There is another way to distribute labels without overlap, leveraging the tv() layout and the thinner parameter, which builds two levels to display labels. Since it’s another approach, I would relax the quantile threshold up to a value of 0.95.

# Prepare data using more strict threshold 
GDP4 <- filter(GDP, date %in% c(2001, 2022)) |> 
  group_by(date) |>
  mutate(country = if_else(GDP > quantile(GDP, .95), country, paste0("Other\n", region_ISO))) |> 
  group_by(date, region, region_ISO, country) |> 
  summarise(GDP = sum(GDP), .groups = "drop")

# Prepare arranged data alphabethically 
GDP5_1 <- arrange(GDP4, date, region_ISO)

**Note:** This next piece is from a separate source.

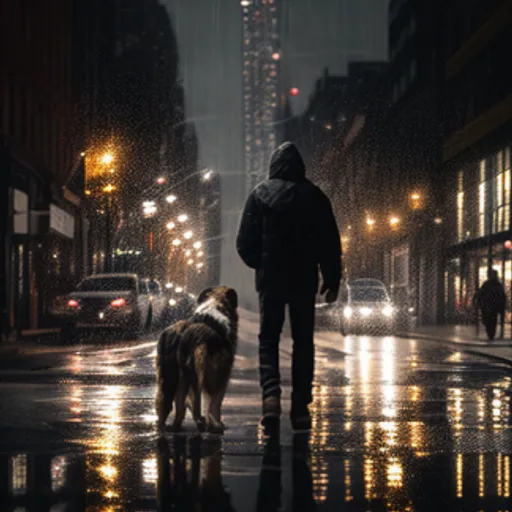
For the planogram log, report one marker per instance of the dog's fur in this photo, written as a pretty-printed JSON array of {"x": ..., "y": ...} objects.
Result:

# Utilize packing() for data ordering
GDP5_2 <- nest_by(GDP4, date) |> 
  mutate(data = list(packing(data, GDP, region_ISO))) |> 
  tidyr::unnest(cols = "data")

# Combine two arrange types together
GDP5 <- bind_rows(`arrange()`= GDP5_1, `packing()`= GDP5_2, .id = "Arrange type")

# Set layout parameters 
tv_lt <- tv(scale_x = 3, scale_y = 3, thinner = T, thinner_gap = .5)

# Build donut chart 
ggplot(GDP5, aes(value = GDP, fill = region)) + 
  geom_donut_int(r_int = .25, col="white", linewidth=.1) +
  geom_donut_ext(aes(opacity = country), col="white", linewidth=.1, show.legend = F) +
  geom_text_int(aes(label = "{scales::percent(.prc)}", col = region), 
                size=3, r = 1.25, show.legend = F) + 
  geom_pin(aes(col = region), size=.5, linewidth=.1, show.legend = F, cut=.1, r = 1.9,
           layout =  tv_lt) +
  geom_label_ext(aes(col = region, 
                     label = paste(stringr::str_wrap(country, 5),"\n{scales::percent(.prc, .01)}")), 
                 size=3, col = "white", show.legend = F, label.padding=unit(0.1, "lines"),
                 lineheight = .8, layout = tv_lt) + 
  scale_fill_viridis_d(option = "mako", begin = .1, end = .8) +
  scale_color_viridis_d(option = "mako", begin = .1, end = .8) +
  coord_radial(theta = "y", expand = F) +
  facet_grid(`Arrange type`~date) +
  theme(legend.position="inside", axis.text=element_blank(), 
        axis.ticks=element_blank(), panel.grid=element_blank(), 
        legend.position.inside=c(.5, .5), legend.direction = "horizontal") +
  labs(title = "GDP, PPP (current international $)")

These examples illustrate a trade-off between the arrange() and packing() functions. The arrange() function is better suited for year-over-year comparisons as it maintains the same order across the years. However, the packing() function allocates chart space more efficiently by distributing small values among larger values which leads to less label overlaps.